There were other conversations along the same lines. After completion of the second phase of my training, I was given a little leave. I’d been living three months now on the carefully guarded base and wanted to get away for one evening at least. So I went to the security director for a pass. He was a pallid, melancholy civilian in a short-sleeved shirt who listened sympathetically and said:

“I’m awfully sorry, but I can’t let you go.”

“What? Why not?”

“Those are my orders. Officially that’s all I know.”

“And unofficially?”

“Unofficially also. I imagine they’re afraid for you.”

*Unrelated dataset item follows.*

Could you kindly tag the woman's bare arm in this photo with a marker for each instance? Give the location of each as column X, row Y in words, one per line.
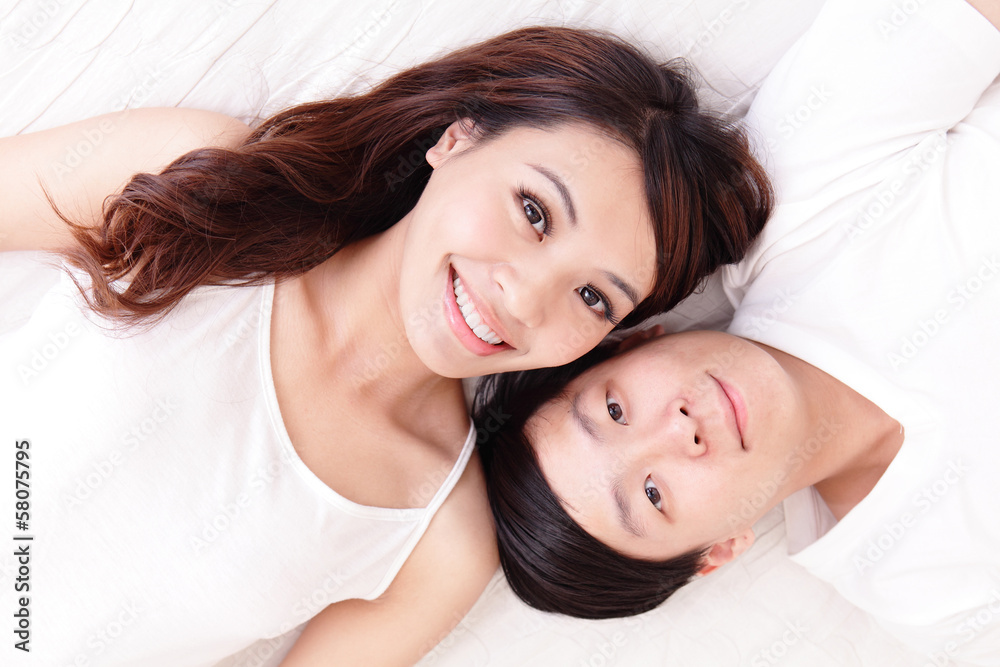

“On the moon, I understand, but
here?”

“Here even more.”

“Does that mean I can’t leave here until the launch?”

“Unfortunately.”

“In that case,” I said very quietly, very politely, which I do when I’m furious, “I’m not flying anywhere. There was no talk of this. I agreed to risk my neck but not to sit in prison. This is a volunteer flight. Well, I hereby unvolunteer. Or do you intend to put me in the rocket kicking and screaming?”

“What are you saying?”

I stuck to my guns and finally got the pass. I wanted to feel like an ordinary person, walk in a city crowd, perhaps go to the movies, but most of all eat in a decent restaurant instead of a canteen with people discussing second by second Ijon Tichy’s last moments in a remote that bursts like fireworks. Dr. Lopez gave me his car and I left the base at dusk. As I turned onto the highway I saw in my headlights someone standing, hand raised, by a small car with its blinkers on. I stopped. It was a young woman in white slacks and white sweater, a blonde, with grease on her face. She said her motor was dead, it wouldn’t turn over, so I offered to take her to town. As she got her coat out of the car, I noticed a large man in the front seat. He was motionless, as if made of wood. I looked at him more closely.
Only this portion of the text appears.